Mrs Pinaud was employed by British Airways plc (the ‘’Respondent’’) as a part-time crew member. Full time employees worked for a total of 243 days per year, giving them 122 days off. Part time employees were placed on what was described as a ‘50% contract’, with the annual basic salary being 50% of that of full time employees. However, part-time employees were expected to work 130 days out of the year, and this translates as 53.5% of the days worked by full time employees.
The Employment Tribunal found in the favour of Mrs Pinaud on the basis that she had been treated less favourably with regards to the terms of her contract. The respondent argued that the ET should consider statistical evidence in light of a bidding system it had in place which essentially allowed employees to bid for flights, which could then result in an increased number of working days. They asserted that consideration of these statistics would show that the impact of the 53.5% worker model was minimal. The ET ruled that these statistics were irrelevant.

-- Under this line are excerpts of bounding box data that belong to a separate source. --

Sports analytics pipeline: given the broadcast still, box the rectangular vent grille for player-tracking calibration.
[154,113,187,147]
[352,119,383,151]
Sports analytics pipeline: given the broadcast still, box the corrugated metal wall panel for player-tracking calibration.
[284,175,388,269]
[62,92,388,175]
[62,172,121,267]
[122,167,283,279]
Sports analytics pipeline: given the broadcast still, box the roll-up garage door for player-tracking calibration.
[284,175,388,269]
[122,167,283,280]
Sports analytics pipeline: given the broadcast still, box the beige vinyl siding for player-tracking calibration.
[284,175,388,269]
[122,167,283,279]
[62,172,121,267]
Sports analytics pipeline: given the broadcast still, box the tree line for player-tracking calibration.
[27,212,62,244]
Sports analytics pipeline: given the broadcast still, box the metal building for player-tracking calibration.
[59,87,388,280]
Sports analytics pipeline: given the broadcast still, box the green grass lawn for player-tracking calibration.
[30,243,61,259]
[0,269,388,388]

The EAT upheld the ET’s decision in finding that the Claimant had been subject to less favourable treatment. However, it allowed the appeal on the basis that the ET’s failure to consider the bidding statistics when considering justification of the treatment was an error in judgment.
This case serves as a reminder to employers of the importance of statistical evidence when defending discrimination claims of less favourable treatment. Whilst part time employees should not be treated less favourably, this case demonstrates that statistics may be used to justify less favourable treatment where necessary.

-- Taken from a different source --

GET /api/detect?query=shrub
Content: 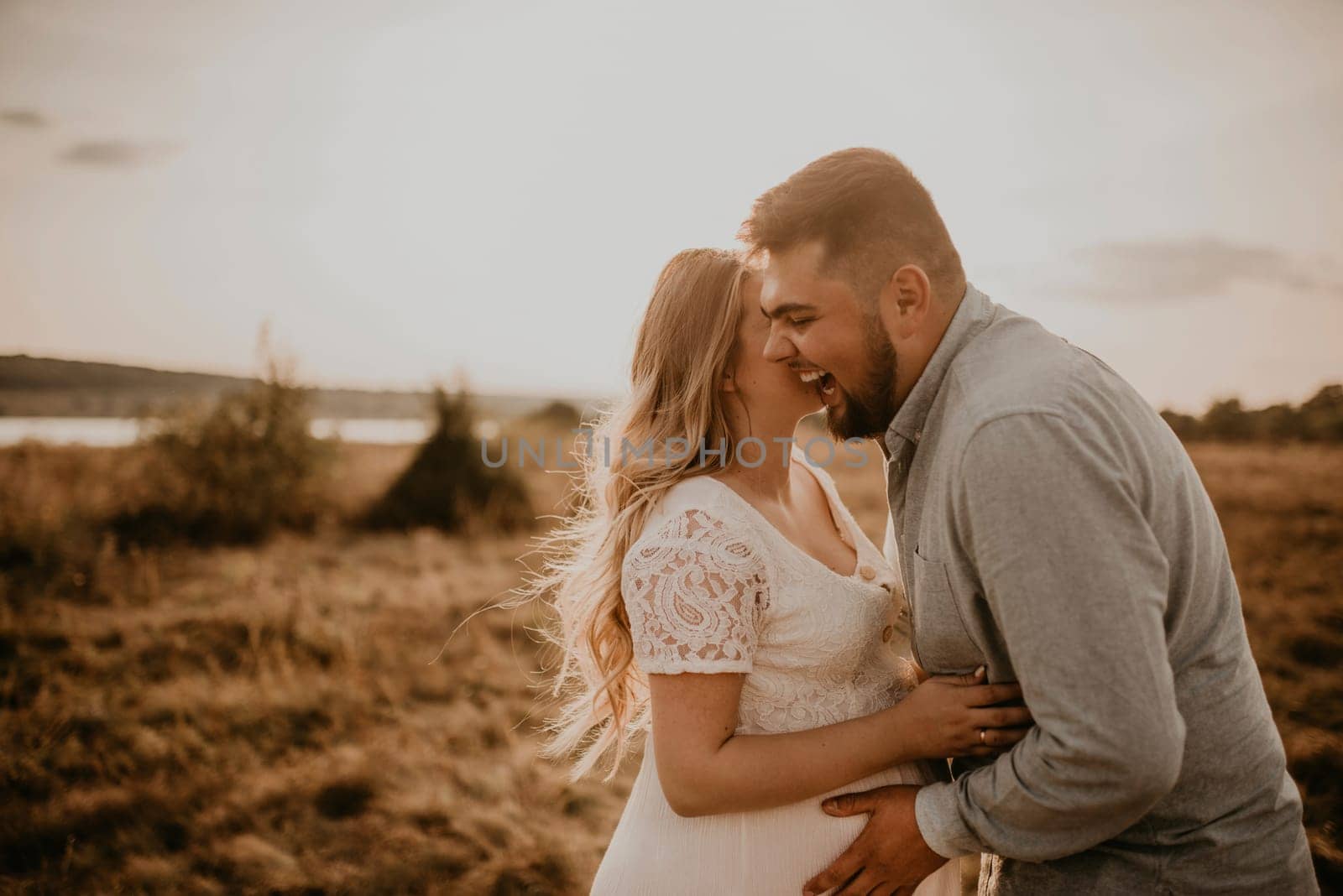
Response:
[363,386,533,533]
[109,346,334,544]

Presidential Guidance Released on Uprated Vento Bands
On 4 September 2017, the President of the Employment Tribunals (England and Wales) and the President of the Employment Tribunals (Scotland) published their joint response to the consultation on Vento bands which took place over summer 2017.

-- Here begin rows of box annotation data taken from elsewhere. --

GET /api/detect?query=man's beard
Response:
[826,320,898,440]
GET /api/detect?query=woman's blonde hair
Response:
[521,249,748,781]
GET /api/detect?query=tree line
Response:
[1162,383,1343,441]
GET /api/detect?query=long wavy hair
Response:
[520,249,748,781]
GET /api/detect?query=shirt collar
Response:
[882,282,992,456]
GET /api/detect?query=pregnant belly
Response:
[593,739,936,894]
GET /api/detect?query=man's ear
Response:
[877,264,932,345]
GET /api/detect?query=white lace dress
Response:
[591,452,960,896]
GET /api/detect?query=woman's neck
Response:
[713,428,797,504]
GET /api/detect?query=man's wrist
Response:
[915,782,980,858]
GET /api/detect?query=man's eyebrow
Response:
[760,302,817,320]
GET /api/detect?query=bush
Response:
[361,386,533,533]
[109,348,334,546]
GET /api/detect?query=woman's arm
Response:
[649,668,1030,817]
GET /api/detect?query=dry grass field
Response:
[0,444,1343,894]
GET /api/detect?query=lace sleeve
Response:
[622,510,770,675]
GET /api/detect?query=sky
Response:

The Vento guidelines are used by Tribunals to decide how much should be awarded for compensation for injury to feelings in discrimination claims.
The Presidential Guidance will apply to claims from 11 September 2017 onwards and stipulates that the Vento bands are as follows:
- lower band of £800 to £8,400;
- middle band of £8,400 to £25,200; and
- higher band of £25,200 to £42,000.
The Presidents will review the bands in March of each year and amend them where necessary.
The consultation followed proposed changes in the Employment Tribunal awards for injury to feelings and psychiatric injury following the decision in the recent case of Pereira de Souza v Vinci Construction UK Ltd (see detail in our bulletin Issue 55). This decision confirmed the 10% uplift established by the Court of Appeal in the Simmons v Castle case (an uplift applied to personal injury and other similar civil court claims) applies to compensation awarded in discrimination claims in the Employment Tribunal.
It is important that employers are aware of the amount of compensation that may be awarded to an employee who is successful in a discrimination claim.